A school board in Tennessee is being accused of violating the constitutional rights of students over a policy that allows school officials to search any electronic devices students bring to campus and to monitor and control what students post on social media sites. The broadly written policy also allows schools to monitor any communications sent through or stored on school networks, which would essentially allow the school to read the content of stored and transmitted email.
Wired

An Internal Revenue Service employee caught up in the controversy over tax-exempt groups wants a federal judge to block a subpoena for her videotaped testimony. The official, Holly Paz, cites privacy and safety fears.
LegalTimes
 


Editorials/Columns

We have a host of question about an agreement between five Hampton Roads communities that led to the creation of a telephone data collection network in 2012. And it is incumbent upon the elected leaders of those cities to provide answers. The program's existence came to light late last month, thanks to the Center of Investigative Reporting, which outlined its parameters last month. Officials have generally declined to discuss specifics, and law enforcement claims disclosure would hamper its effectiveness. Their silence is by design because the cities participating made their decisions with little or no public discussion. Officials claim the metadata is collected legally, but the absence of transparency or proper oversight means that cannot be verified. We are being asked to trust the members of law enforcement who collect the information and the judges who authorize its collection, sight unseen.
Daily Press

Cameras are not necessarily a cure-all. They have their downsides. And, they constitute a new application of technology that begs for some form of regulation. In general, we believe that body cameras are a good idea. But our purpose today is rather to look at two component issues. » Regulation. “Do you want the camera on all the time, or just when the officer is about to engage a citizen?” Charlottesville Police Chief Timothy J. Longo asked. “How long are the images retained? Who has access to them? “Those are issues that we have to work through if we decide to deploy them.” Precisely.

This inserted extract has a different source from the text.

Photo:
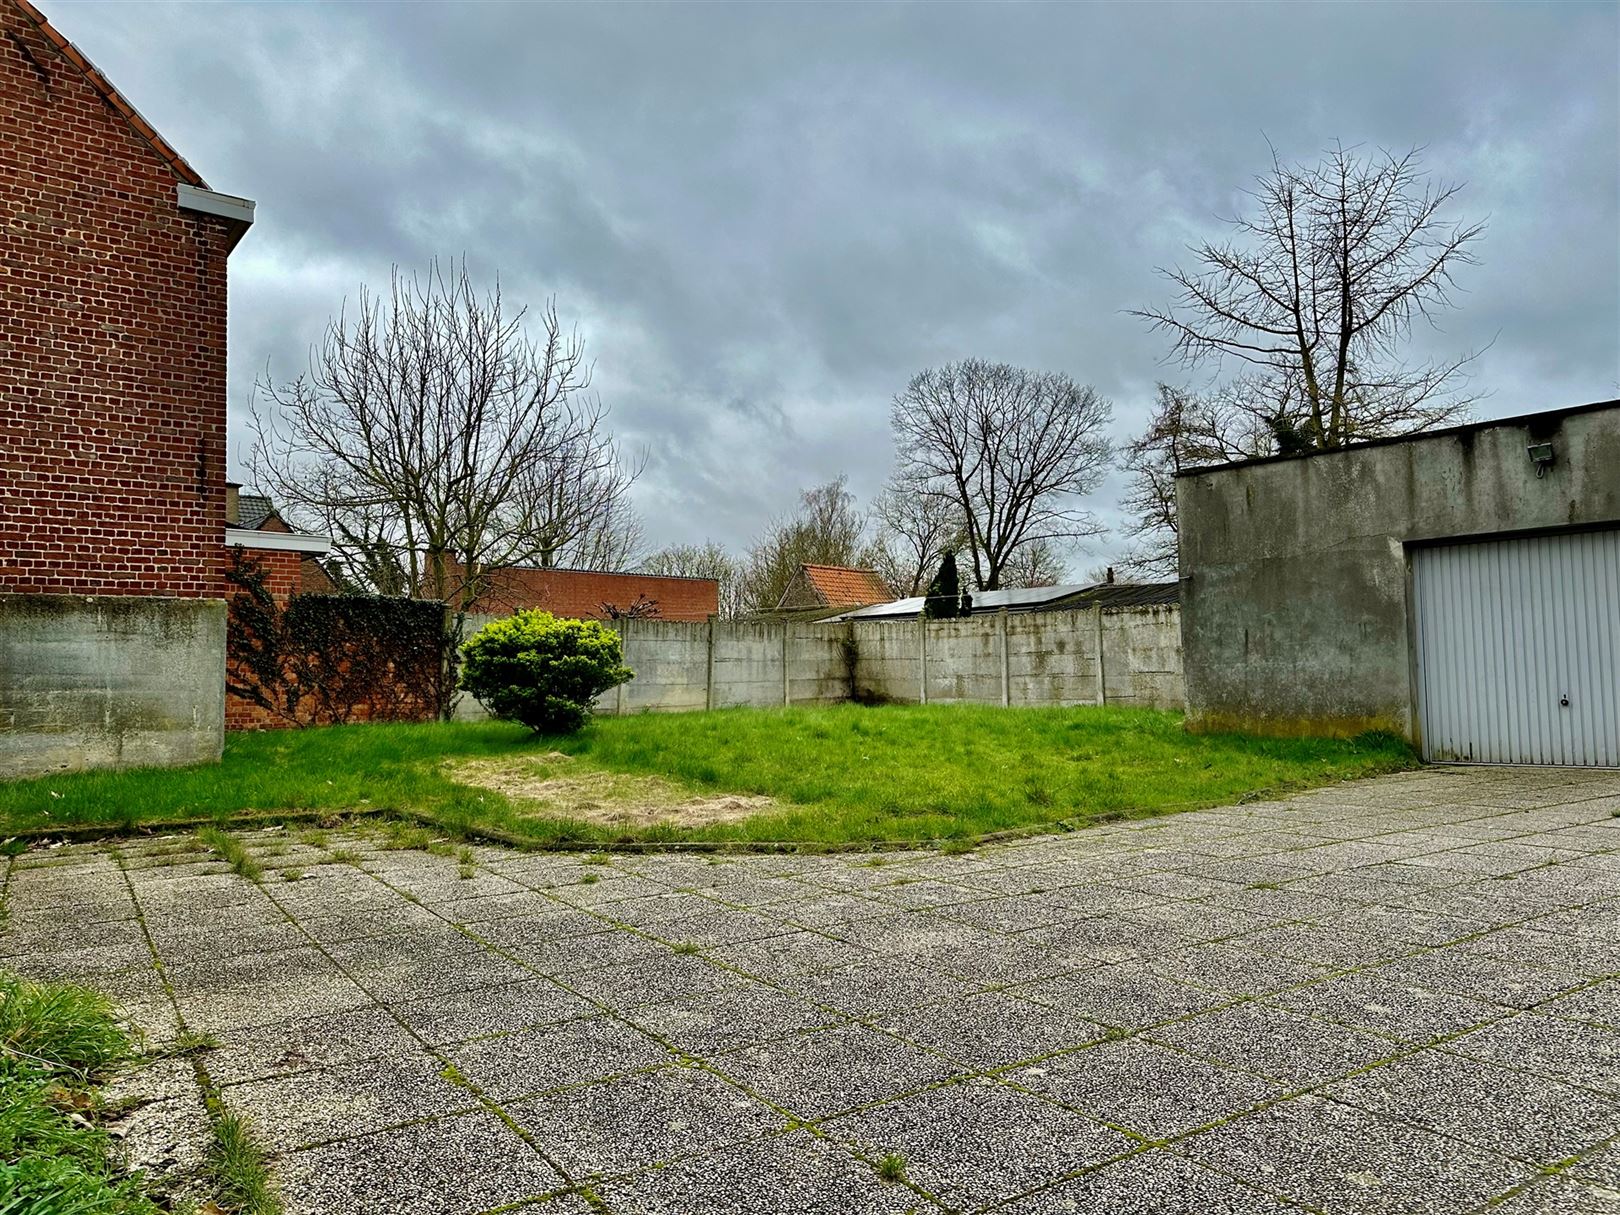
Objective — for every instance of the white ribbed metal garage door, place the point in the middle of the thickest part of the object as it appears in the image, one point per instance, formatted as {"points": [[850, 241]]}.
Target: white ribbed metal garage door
{"points": [[1519, 650]]}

Those issues are similar to questions being asked about security cameras in public spaces.How long will the images be retained? Who will have access to them? How they will be used?
Daily Progress

Virginia’s legislators and governor should embrace a total ban on gifts of any value from private interests, including lobbyists, to lawmakers. I say this not because I think politicians can be bought with a free cheeseburger or Washington Redskins tickets. I do not believe that at all, but it seems clear that a great majority of the general public does. I should know. In 2010, a federal jury convicted me of honest services fraud, a junior varsity form of bribery, for giving numerous small gifts to members of Congress and their staffs while I worked as a lobbyist. From my prison bunk in Maryland, I offer this unsolicited but hard-learned advice for the commonwealth’s lawmakers and lobbyists: Zero is the right “limit.” Lawmakers should not pick some low-dollar value for a gift limit. Go with zero.